Moneybox

Building Multifamily Housing in Portland

I wrote on Sunday that Portland, Ore., has been more successful than I might have guessed in promoting population growth. But it’s still true that even inside the urban growth frontier, the area is—like most of America—hobbled by anti-density, anti-urban rules. Here above, for example, is the summary table of what you’re allowed to do in those parts of the city of Portland that are zoned for multifamily dwellngs.

FAR is “floor-area ratio.” Basically if you have a four-floor building that occupies 100 percent of a lot, you have an FAR of four—there’s four times as much floor space as lot space. Four is a pretty high FAR for America. Christopher Leinberger says a neighborhood with a .8 FAR is generally walkable, and car-free lifestyles start being possible at around 1.5 (although note that neighborhood FAR will generally be lower than a building’s FAR because you’ll have parks and whatnot), so the maximum density is definitely “dense enough” for urbanism. But it’s still clearly much less dense that modern engineering is capable of building.

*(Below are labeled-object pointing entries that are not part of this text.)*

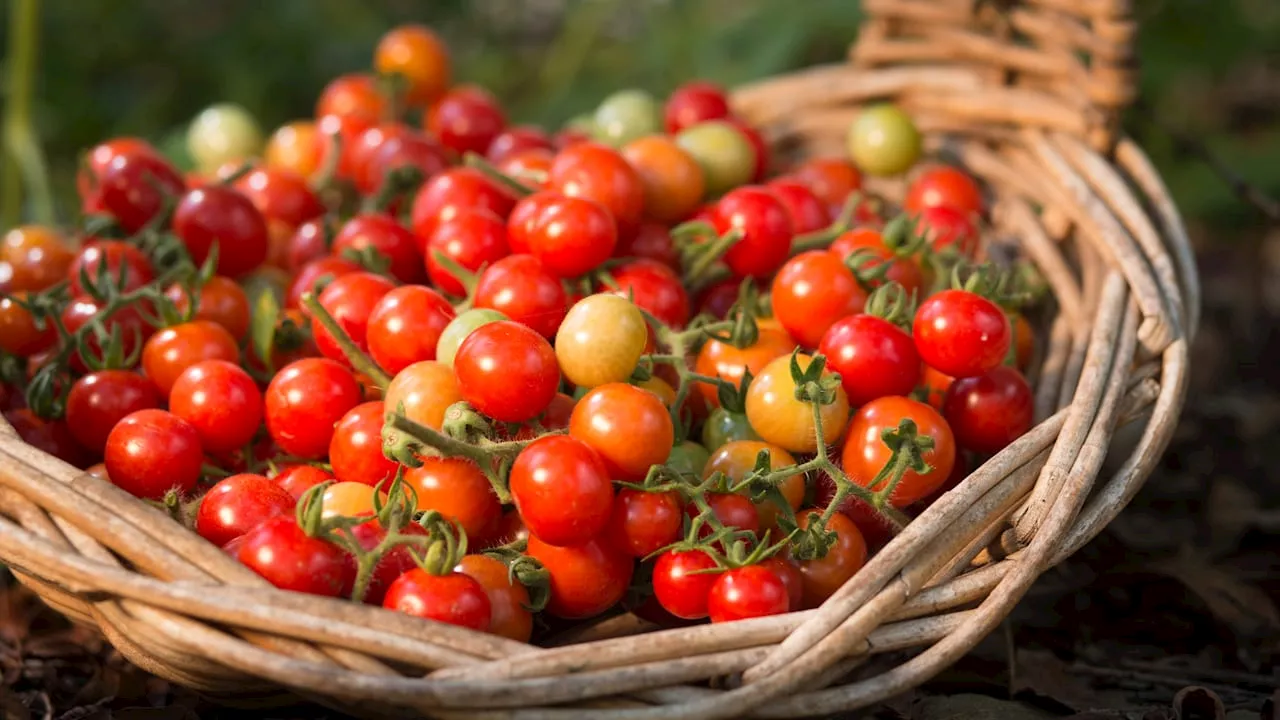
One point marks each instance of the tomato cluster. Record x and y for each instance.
(411, 354)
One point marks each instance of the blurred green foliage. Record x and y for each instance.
(145, 67)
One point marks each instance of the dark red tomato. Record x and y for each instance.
(222, 401)
(873, 356)
(585, 579)
(442, 197)
(653, 242)
(653, 287)
(280, 195)
(521, 288)
(944, 186)
(170, 351)
(282, 552)
(220, 215)
(388, 238)
(100, 400)
(990, 411)
(812, 292)
(356, 449)
(682, 582)
(466, 119)
(645, 522)
(327, 269)
(562, 491)
(766, 228)
(571, 236)
(746, 592)
(133, 187)
(350, 300)
(472, 238)
(150, 452)
(237, 505)
(114, 258)
(961, 333)
(807, 210)
(304, 402)
(598, 172)
(297, 479)
(517, 139)
(405, 327)
(694, 103)
(507, 370)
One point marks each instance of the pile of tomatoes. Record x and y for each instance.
(414, 355)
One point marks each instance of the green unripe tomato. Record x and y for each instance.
(883, 141)
(725, 154)
(223, 133)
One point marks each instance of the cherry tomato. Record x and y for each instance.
(822, 577)
(99, 401)
(600, 341)
(237, 505)
(784, 420)
(169, 352)
(508, 600)
(682, 582)
(282, 552)
(420, 58)
(216, 215)
(585, 579)
(562, 490)
(961, 333)
(150, 452)
(766, 228)
(865, 452)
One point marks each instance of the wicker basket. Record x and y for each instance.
(1027, 96)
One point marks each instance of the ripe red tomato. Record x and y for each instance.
(682, 584)
(873, 356)
(766, 228)
(237, 505)
(356, 449)
(562, 490)
(812, 292)
(279, 551)
(150, 452)
(99, 401)
(222, 401)
(746, 592)
(305, 400)
(585, 579)
(507, 370)
(521, 288)
(990, 411)
(865, 452)
(961, 333)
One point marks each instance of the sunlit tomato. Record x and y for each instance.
(100, 400)
(220, 217)
(781, 419)
(990, 411)
(417, 55)
(766, 228)
(150, 452)
(33, 258)
(961, 333)
(585, 579)
(600, 341)
(822, 577)
(456, 488)
(237, 505)
(865, 452)
(508, 600)
(944, 186)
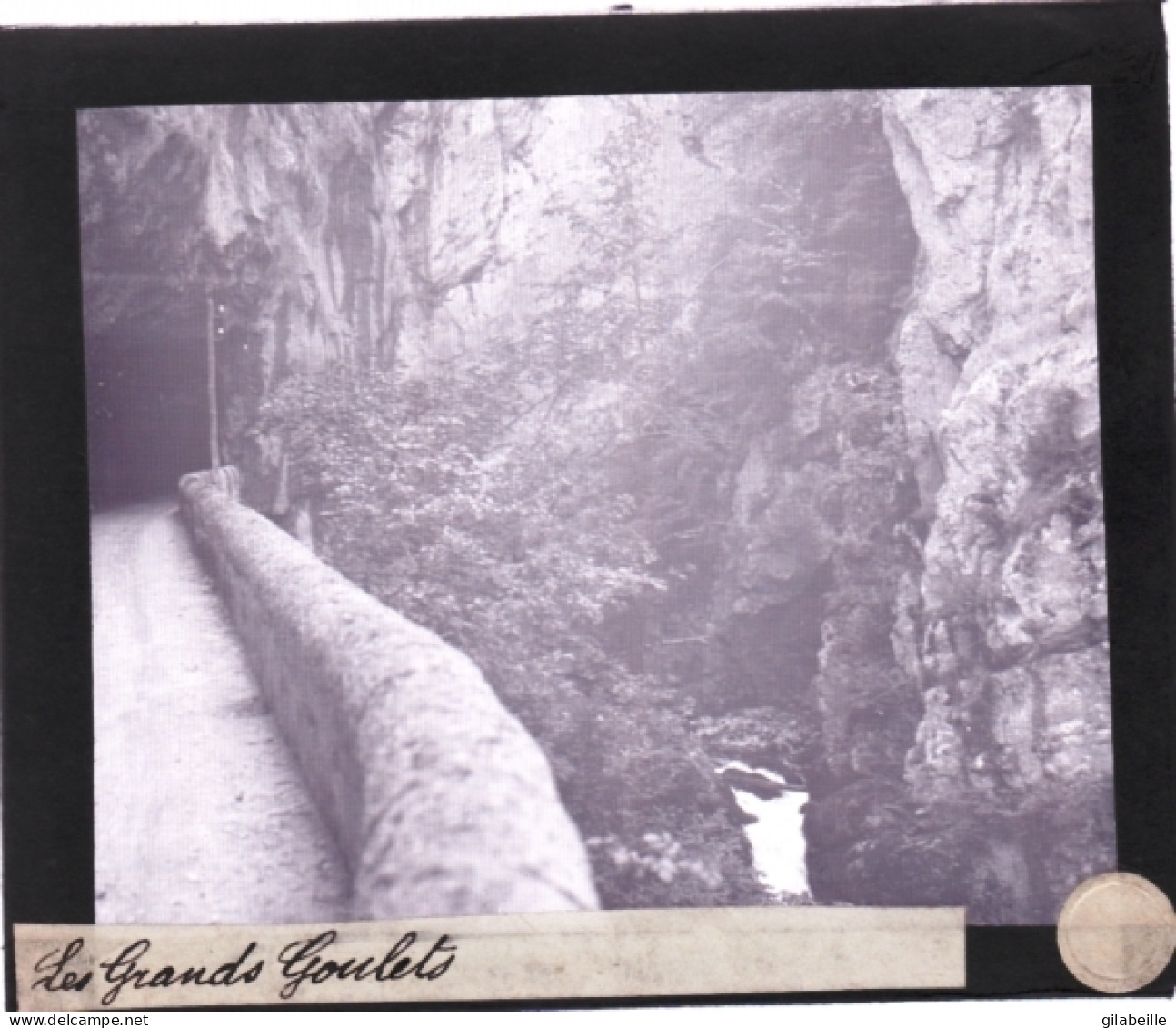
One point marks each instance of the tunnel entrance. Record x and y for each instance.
(147, 400)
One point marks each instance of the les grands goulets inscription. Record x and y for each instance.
(301, 963)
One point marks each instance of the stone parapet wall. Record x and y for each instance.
(440, 800)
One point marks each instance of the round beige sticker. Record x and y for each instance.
(1116, 932)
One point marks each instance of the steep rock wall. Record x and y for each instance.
(1004, 626)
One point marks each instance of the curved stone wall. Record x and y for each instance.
(441, 801)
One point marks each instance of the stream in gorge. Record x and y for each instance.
(777, 832)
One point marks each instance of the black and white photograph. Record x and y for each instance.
(675, 500)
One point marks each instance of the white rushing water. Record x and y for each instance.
(776, 835)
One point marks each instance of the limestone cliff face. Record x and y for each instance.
(1004, 624)
(863, 429)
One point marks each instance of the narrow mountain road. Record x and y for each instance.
(201, 815)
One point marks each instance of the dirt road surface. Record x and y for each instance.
(200, 813)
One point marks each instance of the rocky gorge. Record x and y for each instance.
(749, 427)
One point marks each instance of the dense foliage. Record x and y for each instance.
(567, 501)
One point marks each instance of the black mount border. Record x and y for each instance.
(47, 75)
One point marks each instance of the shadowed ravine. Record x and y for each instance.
(201, 815)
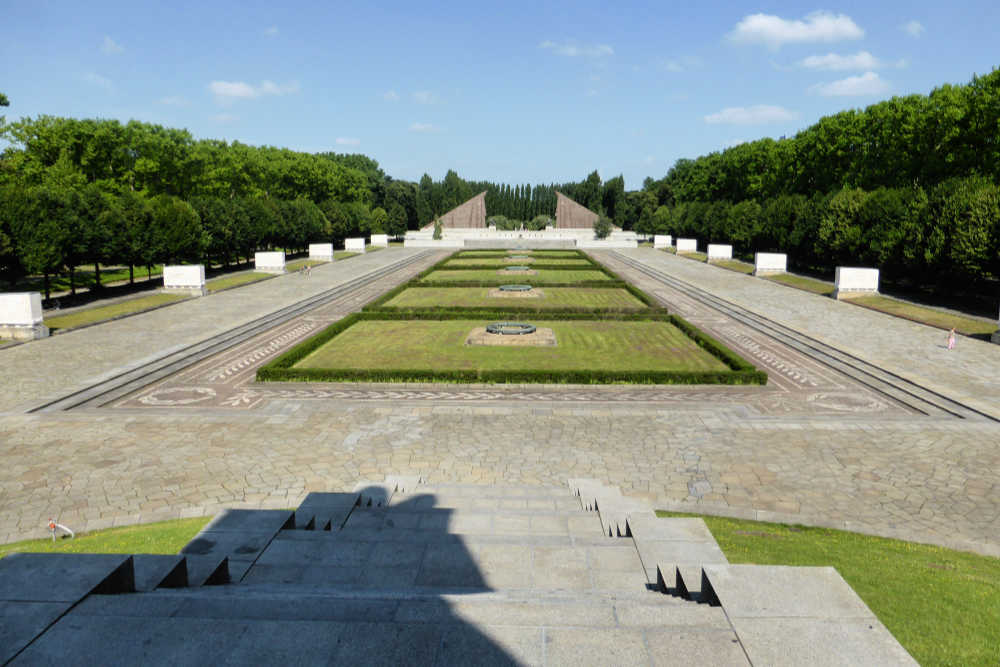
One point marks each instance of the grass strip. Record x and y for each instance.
(165, 537)
(968, 326)
(284, 368)
(111, 311)
(942, 605)
(734, 265)
(226, 282)
(803, 283)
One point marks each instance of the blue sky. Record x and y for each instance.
(511, 92)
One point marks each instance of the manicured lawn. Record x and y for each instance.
(942, 605)
(226, 282)
(553, 297)
(500, 262)
(101, 313)
(301, 264)
(801, 282)
(495, 277)
(734, 265)
(935, 318)
(167, 537)
(581, 345)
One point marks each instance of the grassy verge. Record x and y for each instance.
(299, 264)
(803, 283)
(167, 537)
(541, 277)
(734, 265)
(553, 298)
(110, 311)
(942, 605)
(969, 326)
(226, 282)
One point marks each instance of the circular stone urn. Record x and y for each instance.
(510, 328)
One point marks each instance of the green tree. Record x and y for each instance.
(602, 227)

That’s a shame because the zoning document says “Generally, RX zones will be located near the center of the city where transit is readily available and where commercial and employment opportunities are nearby.” The thing about locations “near the center of the city” and/or “where transit is readily available” is that there are pretty sharp logistical and fiscal limits to how many places like that you can create. To build anything less than the maximum amount of housing the market will bear in such scarce places is very sad.

And of course that’s just the densest zone. Most of the multifamily territory is zoned for less density than that, some of the city is zoned for exclusively single-family homes, and in Portland—like all American cities—most of the land is in the suburbs where exclusionary zoning practices are generally more severe.